‘Bohemian Rhapsody’ can’t break free from Malaysian censors

Rami Malek as rock icon Freddie Mercury in ‘Bohemian Rhapsody’. — AFP pic
Rami Malek as rock icon Freddie Mercury in ‘Bohemian Rhapsody’. — AFP pic

PETALING JAYA, Nov 12 — Malaysians are livid with censors for cutting a whopping alleged 24 minutes from Bohemian Rhapsody, a biopic on Freddie Mercury, frontman of British rock band Queen.

Among the scenes which were removed was the music video of I Want to Break Free — the band’s 1984 hit song — and the scene where Mercury explains to his fiancee, Mary Austin, that he is bisexual.

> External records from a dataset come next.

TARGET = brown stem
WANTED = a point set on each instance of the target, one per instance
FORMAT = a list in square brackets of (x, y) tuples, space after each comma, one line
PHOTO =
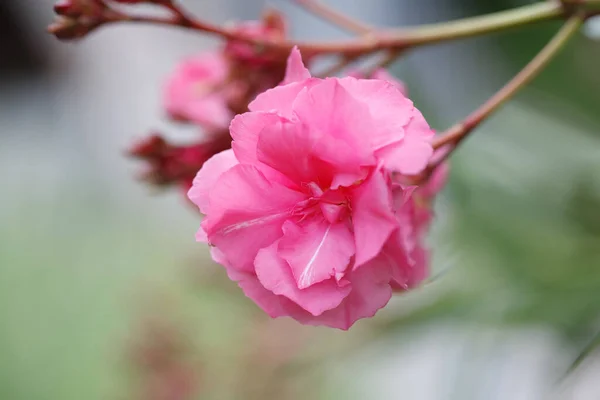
[(458, 132), (329, 14), (391, 39)]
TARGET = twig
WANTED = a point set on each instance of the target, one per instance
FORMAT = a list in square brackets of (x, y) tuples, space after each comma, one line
[(329, 14), (458, 132), (391, 39)]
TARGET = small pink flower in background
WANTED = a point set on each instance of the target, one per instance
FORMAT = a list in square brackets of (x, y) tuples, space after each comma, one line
[(197, 91), (302, 212)]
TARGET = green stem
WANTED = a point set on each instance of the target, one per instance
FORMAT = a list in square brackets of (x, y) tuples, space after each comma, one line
[(392, 39), (480, 25), (458, 132)]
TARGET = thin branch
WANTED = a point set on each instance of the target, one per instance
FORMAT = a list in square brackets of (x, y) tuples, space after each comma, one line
[(390, 39), (459, 131), (329, 14)]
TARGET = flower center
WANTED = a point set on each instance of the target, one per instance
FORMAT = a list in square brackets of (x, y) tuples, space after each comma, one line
[(332, 203)]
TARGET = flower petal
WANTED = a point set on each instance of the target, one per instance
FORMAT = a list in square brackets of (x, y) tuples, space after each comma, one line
[(208, 176), (316, 250), (372, 216), (275, 275), (329, 108), (295, 71), (244, 130), (412, 154), (371, 291), (247, 212), (253, 289), (280, 99), (390, 110)]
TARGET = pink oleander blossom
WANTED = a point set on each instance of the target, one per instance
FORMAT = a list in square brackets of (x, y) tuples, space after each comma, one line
[(197, 91), (302, 211)]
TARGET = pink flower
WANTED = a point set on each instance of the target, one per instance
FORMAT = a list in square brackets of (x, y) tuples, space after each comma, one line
[(302, 212), (197, 91)]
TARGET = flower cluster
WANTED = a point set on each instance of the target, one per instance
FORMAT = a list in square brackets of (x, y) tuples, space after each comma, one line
[(307, 211), (320, 205)]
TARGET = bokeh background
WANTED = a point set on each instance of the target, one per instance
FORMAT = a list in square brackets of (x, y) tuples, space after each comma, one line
[(105, 295)]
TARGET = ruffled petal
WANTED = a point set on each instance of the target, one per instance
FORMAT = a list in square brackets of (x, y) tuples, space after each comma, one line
[(372, 216), (295, 71), (208, 176), (371, 291), (275, 275), (411, 155), (316, 250), (247, 212)]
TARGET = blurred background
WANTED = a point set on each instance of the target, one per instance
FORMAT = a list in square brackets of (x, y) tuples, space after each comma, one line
[(105, 295)]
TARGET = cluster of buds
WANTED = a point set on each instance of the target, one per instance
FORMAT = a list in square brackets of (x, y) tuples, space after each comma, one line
[(167, 163), (76, 18), (207, 91)]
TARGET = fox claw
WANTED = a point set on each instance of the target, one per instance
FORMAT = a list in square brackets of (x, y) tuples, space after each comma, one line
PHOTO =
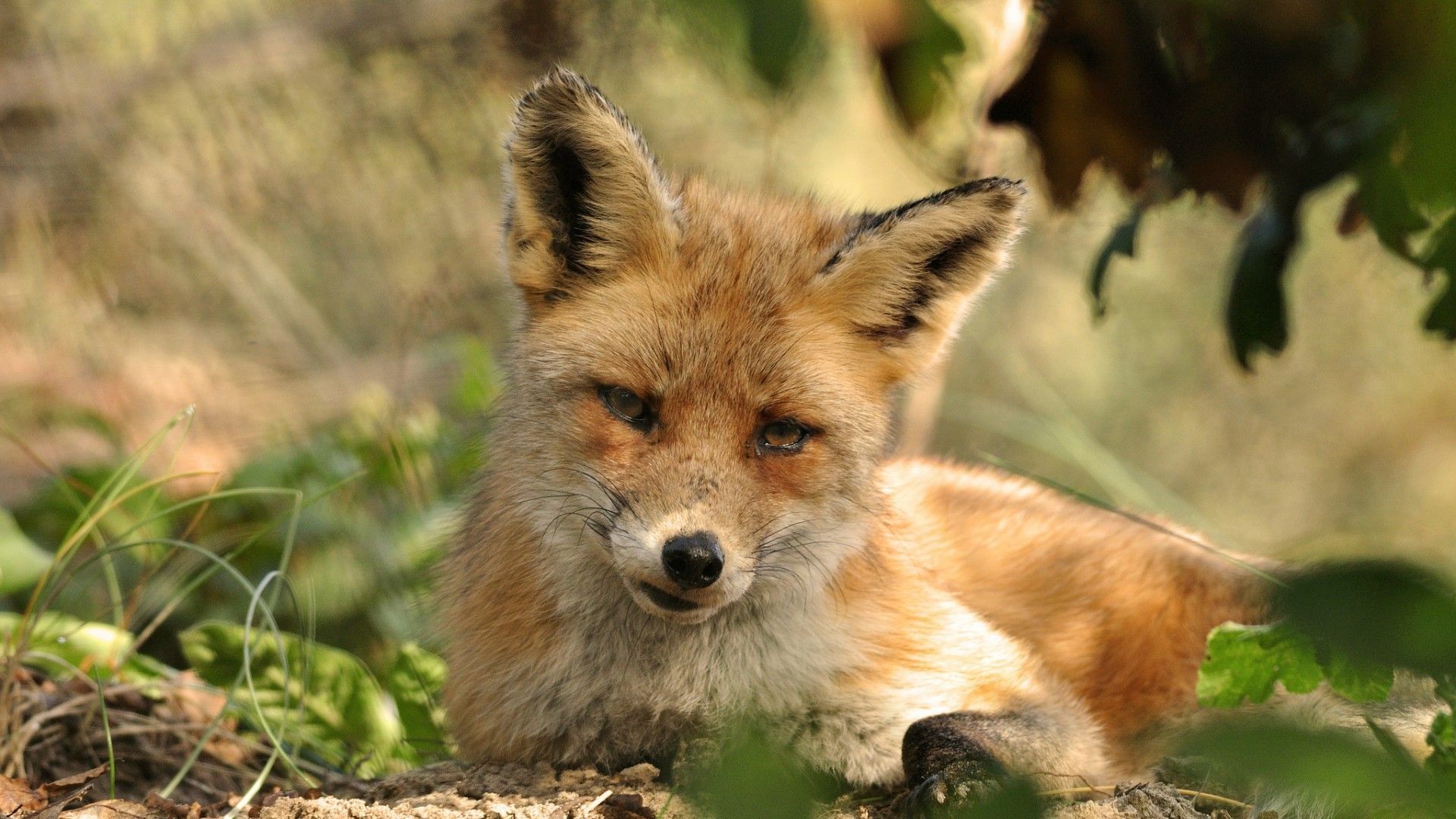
[(946, 793)]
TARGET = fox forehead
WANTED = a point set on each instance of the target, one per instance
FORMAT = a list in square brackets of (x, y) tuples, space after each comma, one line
[(728, 312)]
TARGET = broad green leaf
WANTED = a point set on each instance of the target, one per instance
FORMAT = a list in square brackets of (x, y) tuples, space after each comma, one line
[(772, 37), (755, 776), (1244, 662), (915, 67), (61, 645), (1256, 315), (1378, 611), (417, 679), (1440, 318), (22, 563), (1357, 681), (325, 697), (1442, 739), (1119, 243), (1386, 205)]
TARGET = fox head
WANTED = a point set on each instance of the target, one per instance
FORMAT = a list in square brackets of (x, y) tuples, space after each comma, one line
[(702, 382)]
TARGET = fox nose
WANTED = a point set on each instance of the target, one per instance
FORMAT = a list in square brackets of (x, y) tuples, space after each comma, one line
[(693, 561)]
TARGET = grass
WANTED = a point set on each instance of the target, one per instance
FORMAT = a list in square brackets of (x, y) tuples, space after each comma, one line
[(142, 557)]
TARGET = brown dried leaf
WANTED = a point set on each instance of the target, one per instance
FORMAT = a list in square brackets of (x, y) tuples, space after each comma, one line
[(17, 796), (64, 783), (112, 809)]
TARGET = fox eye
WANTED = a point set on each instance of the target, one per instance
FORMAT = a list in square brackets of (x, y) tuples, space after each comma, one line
[(783, 436), (626, 406)]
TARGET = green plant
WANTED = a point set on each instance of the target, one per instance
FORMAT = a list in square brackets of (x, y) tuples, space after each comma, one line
[(1348, 626)]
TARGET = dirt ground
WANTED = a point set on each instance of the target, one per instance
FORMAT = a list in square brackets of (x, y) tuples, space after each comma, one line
[(490, 792)]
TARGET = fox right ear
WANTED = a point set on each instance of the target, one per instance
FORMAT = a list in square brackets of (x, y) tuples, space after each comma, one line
[(584, 194)]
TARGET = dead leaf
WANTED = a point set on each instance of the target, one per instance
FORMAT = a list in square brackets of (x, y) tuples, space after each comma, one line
[(85, 777), (191, 701), (17, 796), (111, 809)]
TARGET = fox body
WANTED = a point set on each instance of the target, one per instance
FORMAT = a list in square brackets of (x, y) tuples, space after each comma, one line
[(689, 515)]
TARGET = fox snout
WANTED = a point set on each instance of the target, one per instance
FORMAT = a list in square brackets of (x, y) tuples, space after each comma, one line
[(693, 561)]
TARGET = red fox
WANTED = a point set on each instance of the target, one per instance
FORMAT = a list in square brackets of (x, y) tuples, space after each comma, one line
[(689, 512)]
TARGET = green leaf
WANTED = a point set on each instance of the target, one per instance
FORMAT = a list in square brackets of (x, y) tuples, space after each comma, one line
[(1244, 662), (915, 67), (1440, 318), (319, 697), (1256, 315), (1357, 681), (22, 563), (1119, 243), (1386, 203), (417, 678), (1442, 739), (755, 776), (1378, 611), (772, 37), (61, 645)]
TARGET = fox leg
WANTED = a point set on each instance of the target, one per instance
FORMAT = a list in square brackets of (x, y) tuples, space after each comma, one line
[(965, 757)]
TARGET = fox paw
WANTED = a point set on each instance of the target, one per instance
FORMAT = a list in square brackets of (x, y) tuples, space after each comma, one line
[(948, 792)]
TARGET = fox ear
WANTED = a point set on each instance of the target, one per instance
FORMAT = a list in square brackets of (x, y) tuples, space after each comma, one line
[(903, 279), (584, 194)]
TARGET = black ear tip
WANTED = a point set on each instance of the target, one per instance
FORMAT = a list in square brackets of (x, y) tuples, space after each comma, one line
[(561, 76), (1011, 190), (557, 93)]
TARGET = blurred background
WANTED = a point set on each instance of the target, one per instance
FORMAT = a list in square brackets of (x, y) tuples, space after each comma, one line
[(286, 215)]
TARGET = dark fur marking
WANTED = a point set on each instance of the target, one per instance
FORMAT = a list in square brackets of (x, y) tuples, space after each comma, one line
[(948, 744), (571, 207), (873, 222)]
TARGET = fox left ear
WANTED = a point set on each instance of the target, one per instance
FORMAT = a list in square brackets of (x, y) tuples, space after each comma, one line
[(905, 279), (585, 199)]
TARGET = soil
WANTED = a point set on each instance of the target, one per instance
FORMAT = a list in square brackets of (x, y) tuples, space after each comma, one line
[(490, 792)]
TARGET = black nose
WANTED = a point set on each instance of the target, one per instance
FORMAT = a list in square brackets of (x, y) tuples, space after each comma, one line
[(693, 561)]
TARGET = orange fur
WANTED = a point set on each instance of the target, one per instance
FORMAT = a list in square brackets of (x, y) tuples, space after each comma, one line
[(855, 596)]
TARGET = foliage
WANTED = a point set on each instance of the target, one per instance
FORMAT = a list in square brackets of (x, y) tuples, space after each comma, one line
[(22, 563), (324, 698), (1347, 626), (1213, 96), (910, 41), (1245, 662), (61, 646), (378, 490)]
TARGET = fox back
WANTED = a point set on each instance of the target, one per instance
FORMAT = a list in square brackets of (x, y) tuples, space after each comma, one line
[(689, 513)]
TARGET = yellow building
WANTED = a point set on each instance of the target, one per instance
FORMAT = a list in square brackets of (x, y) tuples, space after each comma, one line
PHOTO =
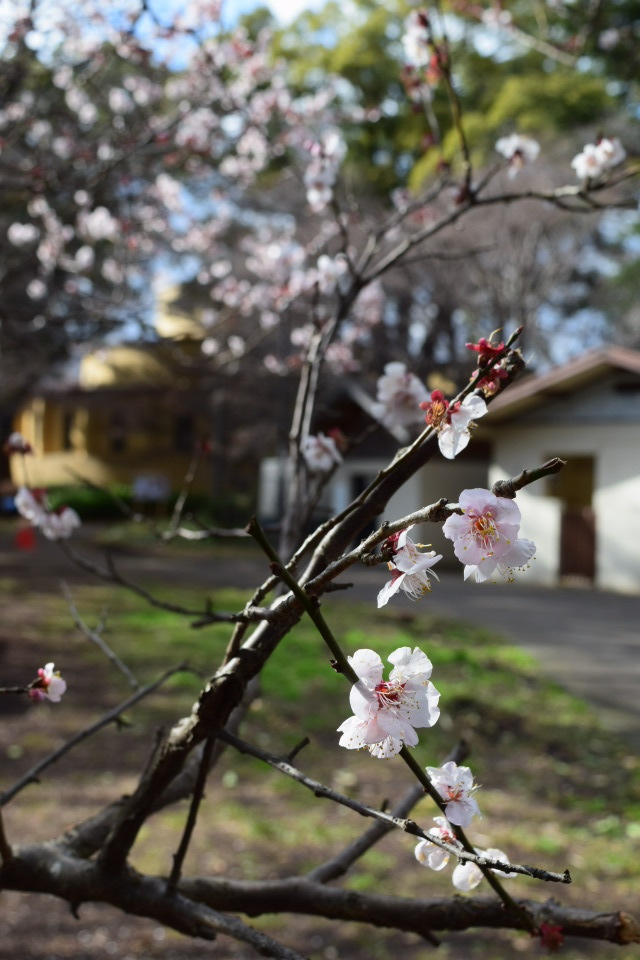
[(131, 417)]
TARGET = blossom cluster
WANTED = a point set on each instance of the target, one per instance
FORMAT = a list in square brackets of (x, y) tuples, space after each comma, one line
[(48, 686), (55, 525), (410, 568), (596, 159), (452, 423), (386, 712)]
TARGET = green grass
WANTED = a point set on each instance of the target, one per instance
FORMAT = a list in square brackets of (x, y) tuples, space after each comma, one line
[(556, 789)]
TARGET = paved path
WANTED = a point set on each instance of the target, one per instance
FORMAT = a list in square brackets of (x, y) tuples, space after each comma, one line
[(588, 640)]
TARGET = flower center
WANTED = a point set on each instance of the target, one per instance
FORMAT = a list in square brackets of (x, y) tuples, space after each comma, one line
[(484, 529), (389, 693)]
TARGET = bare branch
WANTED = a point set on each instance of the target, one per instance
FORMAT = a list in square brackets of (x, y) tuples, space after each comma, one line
[(31, 776)]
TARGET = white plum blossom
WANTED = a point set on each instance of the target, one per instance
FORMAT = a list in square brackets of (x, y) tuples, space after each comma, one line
[(320, 176), (597, 158), (59, 526), (432, 856), (485, 537), (410, 569), (399, 395), (98, 224), (48, 686), (55, 525), (453, 423), (329, 272), (518, 150), (387, 711), (467, 876), (320, 453), (455, 785), (415, 39), (20, 234)]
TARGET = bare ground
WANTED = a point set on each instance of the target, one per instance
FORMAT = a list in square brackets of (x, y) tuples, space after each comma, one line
[(42, 928)]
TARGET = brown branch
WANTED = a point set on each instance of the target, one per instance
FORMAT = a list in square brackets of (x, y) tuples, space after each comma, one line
[(408, 826), (31, 776), (42, 868), (297, 895), (509, 488), (338, 865)]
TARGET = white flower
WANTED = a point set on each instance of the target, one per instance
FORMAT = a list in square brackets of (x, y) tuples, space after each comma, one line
[(485, 536), (467, 876), (399, 396), (320, 453), (321, 174), (98, 224), (20, 234), (518, 150), (48, 686), (597, 158), (455, 785), (387, 711), (329, 271), (432, 856), (453, 423), (59, 526), (415, 40), (409, 568)]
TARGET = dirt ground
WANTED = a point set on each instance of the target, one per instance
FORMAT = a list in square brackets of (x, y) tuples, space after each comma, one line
[(43, 928)]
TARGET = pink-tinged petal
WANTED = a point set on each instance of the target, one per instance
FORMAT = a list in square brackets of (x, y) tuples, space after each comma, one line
[(409, 662), (57, 687), (431, 856), (386, 748), (466, 876), (390, 588), (462, 812), (452, 440), (353, 732), (424, 712), (394, 725), (472, 407), (363, 701), (455, 527), (382, 726), (368, 665)]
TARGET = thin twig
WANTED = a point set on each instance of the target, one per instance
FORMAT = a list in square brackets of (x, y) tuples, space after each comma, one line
[(31, 775), (189, 827), (95, 637), (407, 826)]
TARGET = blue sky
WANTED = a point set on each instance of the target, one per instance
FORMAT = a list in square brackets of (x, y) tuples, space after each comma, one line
[(284, 10)]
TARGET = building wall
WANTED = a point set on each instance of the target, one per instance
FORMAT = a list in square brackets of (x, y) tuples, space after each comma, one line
[(76, 441), (616, 500)]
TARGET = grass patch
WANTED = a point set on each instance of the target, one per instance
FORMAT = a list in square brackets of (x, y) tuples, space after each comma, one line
[(556, 789)]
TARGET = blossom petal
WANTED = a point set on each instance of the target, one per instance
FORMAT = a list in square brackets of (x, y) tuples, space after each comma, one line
[(390, 588), (466, 876)]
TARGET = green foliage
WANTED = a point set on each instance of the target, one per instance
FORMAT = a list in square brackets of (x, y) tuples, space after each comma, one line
[(516, 89)]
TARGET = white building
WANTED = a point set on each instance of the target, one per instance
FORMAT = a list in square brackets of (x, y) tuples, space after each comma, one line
[(586, 519)]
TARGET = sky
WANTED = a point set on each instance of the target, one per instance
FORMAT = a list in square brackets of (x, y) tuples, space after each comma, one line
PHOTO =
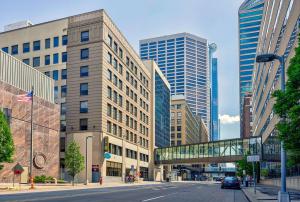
[(215, 20)]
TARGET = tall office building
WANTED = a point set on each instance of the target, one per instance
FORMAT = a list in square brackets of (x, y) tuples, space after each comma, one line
[(102, 83), (279, 31), (186, 128), (161, 105), (250, 16), (214, 101), (183, 59)]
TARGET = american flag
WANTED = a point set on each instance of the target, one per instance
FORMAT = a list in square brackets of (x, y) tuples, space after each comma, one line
[(25, 97)]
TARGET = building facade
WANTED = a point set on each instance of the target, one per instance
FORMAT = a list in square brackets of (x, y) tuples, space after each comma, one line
[(246, 119), (183, 59), (250, 17), (102, 86), (17, 78), (278, 34), (214, 101), (186, 128), (161, 101)]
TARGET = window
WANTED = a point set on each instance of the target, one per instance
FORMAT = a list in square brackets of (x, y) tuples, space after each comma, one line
[(47, 59), (14, 50), (65, 40), (63, 91), (120, 69), (115, 64), (84, 107), (36, 45), (63, 126), (47, 74), (26, 47), (109, 58), (47, 43), (110, 40), (83, 124), (120, 53), (84, 54), (84, 89), (36, 62), (109, 92), (84, 71), (62, 144), (64, 74), (55, 58), (84, 36), (109, 75), (5, 49), (55, 75), (55, 91), (115, 47), (108, 127), (64, 57), (63, 109), (26, 61), (55, 41)]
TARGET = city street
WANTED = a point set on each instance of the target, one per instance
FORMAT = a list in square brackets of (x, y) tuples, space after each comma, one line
[(173, 192)]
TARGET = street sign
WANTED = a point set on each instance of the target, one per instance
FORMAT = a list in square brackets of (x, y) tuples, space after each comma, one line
[(18, 169), (254, 158)]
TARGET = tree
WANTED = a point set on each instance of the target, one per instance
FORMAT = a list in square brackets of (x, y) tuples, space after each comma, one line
[(74, 161), (6, 141), (287, 106), (243, 165)]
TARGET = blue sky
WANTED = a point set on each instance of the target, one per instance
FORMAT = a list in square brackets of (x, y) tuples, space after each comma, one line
[(215, 20)]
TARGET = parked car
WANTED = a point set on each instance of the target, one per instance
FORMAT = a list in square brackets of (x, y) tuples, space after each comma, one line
[(231, 182)]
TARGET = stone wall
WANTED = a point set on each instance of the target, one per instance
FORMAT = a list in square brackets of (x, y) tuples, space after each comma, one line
[(45, 133)]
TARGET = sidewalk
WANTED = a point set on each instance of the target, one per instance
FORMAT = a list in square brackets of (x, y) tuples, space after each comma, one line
[(24, 188), (266, 193)]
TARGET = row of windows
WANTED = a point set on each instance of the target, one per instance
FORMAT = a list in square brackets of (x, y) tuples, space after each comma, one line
[(36, 61), (129, 63), (36, 45), (55, 74)]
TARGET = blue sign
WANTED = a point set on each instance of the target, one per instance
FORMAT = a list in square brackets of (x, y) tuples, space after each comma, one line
[(107, 155)]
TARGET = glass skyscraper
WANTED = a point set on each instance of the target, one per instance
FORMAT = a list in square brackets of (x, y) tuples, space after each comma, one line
[(214, 101), (250, 16), (183, 59)]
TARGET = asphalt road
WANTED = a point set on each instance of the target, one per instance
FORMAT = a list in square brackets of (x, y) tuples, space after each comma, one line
[(168, 192)]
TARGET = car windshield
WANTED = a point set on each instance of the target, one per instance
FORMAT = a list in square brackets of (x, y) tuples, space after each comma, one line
[(230, 179)]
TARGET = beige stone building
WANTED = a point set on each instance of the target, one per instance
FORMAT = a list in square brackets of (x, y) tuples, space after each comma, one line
[(103, 88), (278, 34), (17, 78), (186, 128)]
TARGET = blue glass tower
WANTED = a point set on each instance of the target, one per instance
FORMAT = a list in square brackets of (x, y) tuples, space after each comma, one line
[(250, 17), (214, 101), (183, 59)]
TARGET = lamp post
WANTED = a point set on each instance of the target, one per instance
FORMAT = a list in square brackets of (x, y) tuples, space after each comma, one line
[(283, 195), (86, 154)]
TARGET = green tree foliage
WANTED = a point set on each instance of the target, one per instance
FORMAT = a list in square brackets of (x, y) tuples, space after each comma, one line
[(6, 141), (244, 165), (74, 161), (288, 106)]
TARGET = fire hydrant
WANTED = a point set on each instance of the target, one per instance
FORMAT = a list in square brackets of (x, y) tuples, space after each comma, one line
[(101, 180)]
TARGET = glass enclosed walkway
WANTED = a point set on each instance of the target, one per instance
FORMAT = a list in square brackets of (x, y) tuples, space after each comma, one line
[(221, 151)]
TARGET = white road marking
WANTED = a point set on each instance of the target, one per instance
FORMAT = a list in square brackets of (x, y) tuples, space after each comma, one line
[(150, 199)]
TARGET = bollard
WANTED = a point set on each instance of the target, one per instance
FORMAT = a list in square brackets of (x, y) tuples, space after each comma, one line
[(101, 180)]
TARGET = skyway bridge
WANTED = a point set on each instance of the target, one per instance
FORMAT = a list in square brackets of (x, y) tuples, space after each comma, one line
[(222, 151)]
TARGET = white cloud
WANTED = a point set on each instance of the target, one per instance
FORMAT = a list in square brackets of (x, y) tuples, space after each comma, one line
[(227, 119)]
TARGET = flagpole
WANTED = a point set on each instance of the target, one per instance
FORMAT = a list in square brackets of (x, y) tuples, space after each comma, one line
[(31, 142)]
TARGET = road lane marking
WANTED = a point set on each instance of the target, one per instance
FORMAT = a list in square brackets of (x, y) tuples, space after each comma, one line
[(150, 199)]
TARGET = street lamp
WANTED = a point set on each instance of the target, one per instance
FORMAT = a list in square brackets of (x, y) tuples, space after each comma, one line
[(283, 195), (86, 178)]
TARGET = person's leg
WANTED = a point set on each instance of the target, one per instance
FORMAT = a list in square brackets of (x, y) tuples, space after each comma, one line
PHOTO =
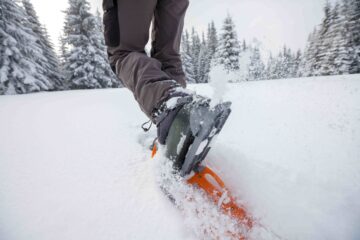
[(141, 74), (166, 36)]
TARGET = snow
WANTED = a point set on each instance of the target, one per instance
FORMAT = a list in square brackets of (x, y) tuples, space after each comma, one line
[(76, 165)]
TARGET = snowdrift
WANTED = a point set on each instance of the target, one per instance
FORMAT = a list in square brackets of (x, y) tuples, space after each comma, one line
[(76, 165)]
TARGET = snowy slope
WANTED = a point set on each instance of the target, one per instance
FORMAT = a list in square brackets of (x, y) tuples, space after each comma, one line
[(73, 165)]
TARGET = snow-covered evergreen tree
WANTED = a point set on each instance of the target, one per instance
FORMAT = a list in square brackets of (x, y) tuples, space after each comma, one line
[(297, 61), (205, 56), (324, 43), (50, 61), (256, 68), (20, 53), (228, 51), (86, 64), (212, 39), (186, 58), (309, 59), (271, 68), (353, 18)]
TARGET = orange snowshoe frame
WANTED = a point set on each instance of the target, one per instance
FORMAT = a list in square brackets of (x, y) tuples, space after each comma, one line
[(214, 187)]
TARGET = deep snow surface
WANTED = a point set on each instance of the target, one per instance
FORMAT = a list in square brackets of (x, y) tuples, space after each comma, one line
[(75, 165)]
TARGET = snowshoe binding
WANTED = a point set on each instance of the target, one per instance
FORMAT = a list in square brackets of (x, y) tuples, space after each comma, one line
[(192, 130)]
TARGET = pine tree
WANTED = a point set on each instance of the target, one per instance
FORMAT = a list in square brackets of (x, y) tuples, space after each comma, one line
[(195, 53), (186, 58), (229, 47), (204, 62), (50, 61), (256, 68), (353, 17), (297, 62), (324, 43), (212, 39), (19, 53), (244, 46), (309, 59), (86, 63), (271, 68)]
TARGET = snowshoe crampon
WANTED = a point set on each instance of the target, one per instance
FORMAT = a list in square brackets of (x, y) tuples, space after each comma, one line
[(207, 180)]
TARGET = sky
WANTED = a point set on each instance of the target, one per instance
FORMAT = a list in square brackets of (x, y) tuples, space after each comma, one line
[(272, 22)]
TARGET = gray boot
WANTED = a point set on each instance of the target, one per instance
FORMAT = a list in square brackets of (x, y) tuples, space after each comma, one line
[(188, 131)]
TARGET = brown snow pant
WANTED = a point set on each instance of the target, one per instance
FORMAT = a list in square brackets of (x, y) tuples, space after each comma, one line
[(126, 29)]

The film directed by Dexter Fletcher and Bryan Singer was given a 134-minute runtime in the United States and United Kingdom with a PG-13 rating.

Malaysians, however, were presented with an 18 rating and scenes slashed, despite the websites of cinema chains like GSC and TGV stating runtimes of 134 and 135 minutes respectively.

Malaysians were quick to point out that the scenes which were trimmed by the Malaysian Film Censorship Board were largely of a homosexual nature and affected the movie’s plot.

They advised locals to catch the film elsewhere or wait for it to be available on Netflix.

The film starring Rami Malek as Freddie Mercury hit an eight-day total of US$77.265 million (RM323.39 million) at the box office worldwide as of yesterday.

The US$55 million movie also stars Lucy Boynton, Gwilym Lee, Ben Hardy, Joseph Mazzello and Aidan Gillen.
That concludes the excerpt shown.